Lot Essay
This early oil painting is based on a scene that the artist sketched in Tralee, Co. Kerry in the summer of 1913 (Sketchbook 180, Yeats Archive, National Gallery of Ireland). A man is resting on a line of barrels outside a public house. His crutches are balanced carefully, and he reclines with his head on his hand in a conventional melancholy pose. Two men stand in the doorway of the pub, deep in conversation and oblivious to the figure. They carry walking sticks and are dressed in smart jackets and hats, indicating from other such figures in Yeats’s work that they are farmers in town on business. Their attire contrasts with that of the crippled man whose trousers are patched in pale blue fabric. The street is empty and the buildings cast deep shadows across the side street to the right. The activity inside in the pub is obscured by the screens across its windows but the large advertisements and colourful sporting prints hint at the conversation that might be heard in its interior. The circus, sports and a race meeting are advertised.
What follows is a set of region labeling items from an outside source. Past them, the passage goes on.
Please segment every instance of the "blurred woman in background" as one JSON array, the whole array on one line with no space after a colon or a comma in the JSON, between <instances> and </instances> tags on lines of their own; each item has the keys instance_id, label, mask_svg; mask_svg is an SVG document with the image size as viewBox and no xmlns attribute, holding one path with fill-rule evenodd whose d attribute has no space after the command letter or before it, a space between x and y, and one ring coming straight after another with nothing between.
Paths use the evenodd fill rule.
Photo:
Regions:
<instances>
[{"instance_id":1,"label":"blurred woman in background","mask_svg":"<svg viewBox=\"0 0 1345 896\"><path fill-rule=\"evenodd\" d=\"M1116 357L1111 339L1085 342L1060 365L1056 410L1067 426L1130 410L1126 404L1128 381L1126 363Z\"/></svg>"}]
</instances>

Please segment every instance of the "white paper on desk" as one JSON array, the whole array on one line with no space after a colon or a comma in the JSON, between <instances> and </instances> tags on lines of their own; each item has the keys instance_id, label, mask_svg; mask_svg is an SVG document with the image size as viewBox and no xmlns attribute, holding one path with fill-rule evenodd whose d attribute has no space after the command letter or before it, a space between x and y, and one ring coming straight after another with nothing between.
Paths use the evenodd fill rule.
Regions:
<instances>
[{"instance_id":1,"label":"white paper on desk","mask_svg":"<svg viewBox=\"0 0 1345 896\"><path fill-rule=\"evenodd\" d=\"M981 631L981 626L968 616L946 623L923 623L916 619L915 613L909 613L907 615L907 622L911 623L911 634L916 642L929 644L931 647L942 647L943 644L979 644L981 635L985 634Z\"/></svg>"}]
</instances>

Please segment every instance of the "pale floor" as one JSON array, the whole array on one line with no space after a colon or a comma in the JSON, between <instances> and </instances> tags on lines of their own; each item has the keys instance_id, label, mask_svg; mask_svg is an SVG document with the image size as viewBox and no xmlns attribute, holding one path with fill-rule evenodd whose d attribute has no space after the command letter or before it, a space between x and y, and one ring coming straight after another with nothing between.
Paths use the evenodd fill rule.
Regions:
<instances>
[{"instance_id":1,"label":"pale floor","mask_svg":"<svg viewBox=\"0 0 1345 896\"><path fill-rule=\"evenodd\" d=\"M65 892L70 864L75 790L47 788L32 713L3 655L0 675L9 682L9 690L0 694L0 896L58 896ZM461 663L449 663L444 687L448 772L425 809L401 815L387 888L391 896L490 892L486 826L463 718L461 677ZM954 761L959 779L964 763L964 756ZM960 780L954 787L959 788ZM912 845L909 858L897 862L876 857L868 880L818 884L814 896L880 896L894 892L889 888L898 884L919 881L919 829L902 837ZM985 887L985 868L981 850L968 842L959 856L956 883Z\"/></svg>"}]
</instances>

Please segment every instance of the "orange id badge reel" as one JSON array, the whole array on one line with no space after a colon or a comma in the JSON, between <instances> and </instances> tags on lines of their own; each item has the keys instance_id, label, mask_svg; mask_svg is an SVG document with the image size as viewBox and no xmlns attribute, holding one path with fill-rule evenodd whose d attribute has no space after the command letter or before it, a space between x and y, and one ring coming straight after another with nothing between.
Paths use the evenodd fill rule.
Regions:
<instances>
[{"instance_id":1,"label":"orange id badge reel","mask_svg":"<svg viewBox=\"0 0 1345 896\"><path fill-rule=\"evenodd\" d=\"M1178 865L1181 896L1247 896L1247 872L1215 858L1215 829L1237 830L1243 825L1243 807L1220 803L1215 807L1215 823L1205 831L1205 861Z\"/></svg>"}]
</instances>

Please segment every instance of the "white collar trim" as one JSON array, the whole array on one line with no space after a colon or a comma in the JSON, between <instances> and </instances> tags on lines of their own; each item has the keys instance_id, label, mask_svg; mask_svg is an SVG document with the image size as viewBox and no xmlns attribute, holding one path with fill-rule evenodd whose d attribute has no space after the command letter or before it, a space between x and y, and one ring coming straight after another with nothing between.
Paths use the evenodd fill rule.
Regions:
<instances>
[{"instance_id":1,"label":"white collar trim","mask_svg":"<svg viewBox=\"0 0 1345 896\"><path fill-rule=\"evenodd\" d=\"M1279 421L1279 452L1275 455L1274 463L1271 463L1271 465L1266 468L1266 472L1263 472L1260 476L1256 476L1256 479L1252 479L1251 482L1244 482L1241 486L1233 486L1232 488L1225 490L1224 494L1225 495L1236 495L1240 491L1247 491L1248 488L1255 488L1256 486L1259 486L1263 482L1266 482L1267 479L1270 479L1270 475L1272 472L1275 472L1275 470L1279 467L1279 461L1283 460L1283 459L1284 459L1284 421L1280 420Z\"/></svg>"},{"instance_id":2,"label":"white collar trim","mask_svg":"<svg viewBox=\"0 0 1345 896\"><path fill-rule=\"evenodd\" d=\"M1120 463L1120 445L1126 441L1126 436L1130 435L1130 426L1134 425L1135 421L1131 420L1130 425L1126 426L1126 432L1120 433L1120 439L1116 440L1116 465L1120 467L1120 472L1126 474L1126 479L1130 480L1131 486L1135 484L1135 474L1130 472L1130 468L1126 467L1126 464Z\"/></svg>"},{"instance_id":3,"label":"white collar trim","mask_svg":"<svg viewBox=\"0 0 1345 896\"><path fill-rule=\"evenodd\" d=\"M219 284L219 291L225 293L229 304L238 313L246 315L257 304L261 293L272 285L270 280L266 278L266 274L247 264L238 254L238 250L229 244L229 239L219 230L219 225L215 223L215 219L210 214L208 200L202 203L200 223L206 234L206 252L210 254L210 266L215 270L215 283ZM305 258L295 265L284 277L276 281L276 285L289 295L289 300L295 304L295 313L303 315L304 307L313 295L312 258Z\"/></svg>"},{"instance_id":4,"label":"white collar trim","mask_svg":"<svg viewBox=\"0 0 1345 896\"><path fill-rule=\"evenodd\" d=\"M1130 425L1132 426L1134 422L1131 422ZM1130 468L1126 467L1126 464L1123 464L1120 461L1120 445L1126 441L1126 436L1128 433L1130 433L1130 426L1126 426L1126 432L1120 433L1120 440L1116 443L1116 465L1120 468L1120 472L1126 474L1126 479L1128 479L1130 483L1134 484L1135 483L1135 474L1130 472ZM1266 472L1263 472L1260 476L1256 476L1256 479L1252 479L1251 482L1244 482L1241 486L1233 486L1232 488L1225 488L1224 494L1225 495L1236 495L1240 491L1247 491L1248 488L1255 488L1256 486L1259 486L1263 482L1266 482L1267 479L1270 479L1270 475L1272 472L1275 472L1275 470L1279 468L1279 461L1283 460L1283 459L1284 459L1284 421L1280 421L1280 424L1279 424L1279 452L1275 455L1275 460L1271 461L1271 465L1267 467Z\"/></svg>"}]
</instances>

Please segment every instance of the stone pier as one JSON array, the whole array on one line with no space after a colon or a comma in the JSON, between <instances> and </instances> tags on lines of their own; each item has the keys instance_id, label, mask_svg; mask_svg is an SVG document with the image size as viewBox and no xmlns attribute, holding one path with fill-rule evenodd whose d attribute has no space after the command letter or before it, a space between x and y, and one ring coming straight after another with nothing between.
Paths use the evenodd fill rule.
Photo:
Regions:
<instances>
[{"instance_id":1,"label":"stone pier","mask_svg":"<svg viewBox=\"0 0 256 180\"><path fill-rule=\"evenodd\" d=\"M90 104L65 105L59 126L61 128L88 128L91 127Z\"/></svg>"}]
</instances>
The painting presents a positive image of life in an Irish country town, even romanticizing the figure of the crippled man. While he rests, activity surrounds him, even the barrels on which he lies refer to commerce and industry. The composition is built up in strong geometric formations. The rectangular doorways and window frames of the buildings and pavements contrast with the rounded forms of the barrels and the undulating figure of the reclining man. The rough surface of the street is conveyed through the irregular application of paint, reminiscent of the great realist paintings of the 19th century. Pale blue and grey tones dominate the palette. These are dramatically contrasted in certain parts by intense reds such as those found in the metal rims of the barrels reflecting back sunlight, and in the window of the shop in the alleyway.
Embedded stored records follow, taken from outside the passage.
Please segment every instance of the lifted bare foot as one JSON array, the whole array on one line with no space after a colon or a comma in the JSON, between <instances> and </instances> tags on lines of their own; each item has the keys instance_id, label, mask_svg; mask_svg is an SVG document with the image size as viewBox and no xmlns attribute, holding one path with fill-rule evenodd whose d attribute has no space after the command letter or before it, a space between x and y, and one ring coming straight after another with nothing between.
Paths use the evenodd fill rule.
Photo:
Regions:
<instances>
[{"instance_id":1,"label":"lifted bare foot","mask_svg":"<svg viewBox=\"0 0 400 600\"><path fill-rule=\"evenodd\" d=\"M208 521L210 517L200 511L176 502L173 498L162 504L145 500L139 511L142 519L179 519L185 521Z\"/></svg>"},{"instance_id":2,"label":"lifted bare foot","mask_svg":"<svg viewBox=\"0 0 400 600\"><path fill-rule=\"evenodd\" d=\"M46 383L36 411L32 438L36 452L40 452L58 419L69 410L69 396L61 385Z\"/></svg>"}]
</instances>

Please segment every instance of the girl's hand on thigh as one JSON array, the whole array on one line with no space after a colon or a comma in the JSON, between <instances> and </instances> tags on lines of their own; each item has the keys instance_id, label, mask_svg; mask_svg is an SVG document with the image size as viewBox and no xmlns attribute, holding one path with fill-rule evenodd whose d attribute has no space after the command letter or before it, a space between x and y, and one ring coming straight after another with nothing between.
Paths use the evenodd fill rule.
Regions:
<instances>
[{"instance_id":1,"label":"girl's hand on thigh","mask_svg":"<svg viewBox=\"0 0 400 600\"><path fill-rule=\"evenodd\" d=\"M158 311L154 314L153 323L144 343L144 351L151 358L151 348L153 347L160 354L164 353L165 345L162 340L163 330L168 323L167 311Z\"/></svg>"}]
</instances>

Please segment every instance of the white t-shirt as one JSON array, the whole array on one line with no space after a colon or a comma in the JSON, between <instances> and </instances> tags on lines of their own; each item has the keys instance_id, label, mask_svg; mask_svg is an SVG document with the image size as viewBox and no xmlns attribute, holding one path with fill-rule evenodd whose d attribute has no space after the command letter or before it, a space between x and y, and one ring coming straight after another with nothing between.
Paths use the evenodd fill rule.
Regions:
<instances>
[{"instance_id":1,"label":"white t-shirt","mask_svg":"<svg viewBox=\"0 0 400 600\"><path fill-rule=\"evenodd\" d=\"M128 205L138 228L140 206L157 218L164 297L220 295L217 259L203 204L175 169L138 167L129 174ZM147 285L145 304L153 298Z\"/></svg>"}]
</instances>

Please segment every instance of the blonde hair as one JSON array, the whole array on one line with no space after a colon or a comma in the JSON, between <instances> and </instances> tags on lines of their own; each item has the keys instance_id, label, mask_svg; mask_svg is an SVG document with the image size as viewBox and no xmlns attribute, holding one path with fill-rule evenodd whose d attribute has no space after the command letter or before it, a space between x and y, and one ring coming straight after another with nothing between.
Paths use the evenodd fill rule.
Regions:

Yeats was intensely interested in depicting different social types in his work of these years. He produced a series of oil paintings as illustrations for George Birmingham’s Irishmen All, in 1913, which comprised of depictions of the principal characters to be found in the West of Ireland. Unlike more conventional and clichéd images of Irish life, A Summer Day presents the figures as individuals and balances humour with an empathetic quality that was recognized as a distinctive contribution of Yeats’s representation of Irish life. Hilary Pyle connects this concern with the plight of ordinary Irishmen and women, as seen in this work, to other well-known paintings such as Bachelor’s Walk, In Memory (1915, National Gallery of Ireland) (H. Pyle, Jack B. Yeats. A Biography, London, 1970, p. 117). Social inequality reached a low point in Ireland in 1913 with the Dublin Lockout but Yeats had already witnessed it on his visits to the Congested Districts Board regions of Galway and Mayo in 1905. While acknowledging poverty in his work, Yeats offsets its negative effects by focusing on sympathetic individuals who are presented as an intrinsic part of the community in which they exist. In A Summer Day he presents the vagrant as stoic and philosophical as he lies in the sunlight, taking in the chatter and goings on of the town.